The historical development of philosophy follows a different trajectory from that of human ethical culture as a whole. Philosophical development tends to have what Nietzsche called an untimely character. In their ethics and meta-ethics, Plato and Aristotle for example are far ahead of the nostalgia for heroic values that was still typical of classical Greek culture as a whole. In the culture as a whole, the highest expression of traditional values was tragedy, expressed both intimately in the poetic word and publicly as a performative spectacle. At the same time, traditional values were already challenged by the corrosive and alienating effects of proto-modernity in the ethical individualism and subjectivism of the Sophists. This impasse between tradition and individualism is still typical of modern culture as a whole today, even though Plato and Aristotle already showed the way out of it, through rational discourse in a context of mutual regard.

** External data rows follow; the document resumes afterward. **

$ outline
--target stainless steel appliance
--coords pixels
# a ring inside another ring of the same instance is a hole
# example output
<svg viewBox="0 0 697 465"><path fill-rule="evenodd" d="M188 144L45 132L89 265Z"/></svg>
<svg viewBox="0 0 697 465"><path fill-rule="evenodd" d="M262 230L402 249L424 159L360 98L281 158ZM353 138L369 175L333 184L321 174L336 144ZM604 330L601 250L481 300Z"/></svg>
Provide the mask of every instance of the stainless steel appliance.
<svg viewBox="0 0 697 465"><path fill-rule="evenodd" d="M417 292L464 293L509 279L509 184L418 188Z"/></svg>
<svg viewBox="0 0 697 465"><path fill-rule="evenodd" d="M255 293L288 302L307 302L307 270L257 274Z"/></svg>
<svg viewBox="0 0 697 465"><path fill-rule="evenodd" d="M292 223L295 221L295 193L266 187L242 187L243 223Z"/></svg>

Brandom in A Spirit of Trust (2019) provocatively suggests that to limit our ethical responsibility to what we do intentionally is to perpetuate the alienation brought about by individualism and subjectivism. The solution to this dilemma, he says, is not to return to the traditional views that treated right and wrong simply as objective social facts or as commands given to us by society or by the gods, but rather to view what Aristotle would call unwilling actions and the unintentional consequences of the actions of each as the joint responsibility of everyone in the universal community of rational beings.
The broadly traditional view, according to Brandom, is that we are individually responsible for the totality of our objectively ascribable deeds, regardless of circumstances and regardless of what we intended. Oedipus in the Oedipus Rex of Sophocles must accept guilt and punishment for unwittingly having killed one who turned out to be his father, and for having married one who turned out to be his mother, after his parents had left him in the wilderness at birth because of a prophecy that he would bring them ruin. Oedipus is exiled from the city — a punishment regarded as worse than death — and deliberately blinds himself out of remorse, showing that he too accepts the verdict. From this point of view, even great humans are but pawns of fate, but we are nonetheless objectively responsible for the objective status of our objective deeds, whatever it may be.
The modern view is that responsibility is “subjective” rather than objective. We are individually responsible only for what we deliberately choose and intend, and no one at all is responsible for what happens by accident or unintentionally. But a great deal of what happens overall is accidental or unintentional.
Brandom reads Hegel in the Spirit chapter of the Phenomenology as providing the first real alternative to both the traditional view and this modern view. Hegel’s view is what Brandom calls “postmodern”, not in the pop culture sense of so-called postmodernism, but in the sense of providing a serious alternative to both traditional and modern views, which is what motivates the “Postmodern” in the masthead under which I write here.
For Brandom, Hegel’s achievement as expressed in the theory of mutual recognition is unprecedented. I think that mutual recognition is already implicit in the form of Platonic dialogue — rational discourse in a context of mutual regard — and begins to be made explicit when Aristotle treats forms of friendship and love that emphasize mutuality and recognition of the other as one of the two pinnacles of ethical development, along with wisdom.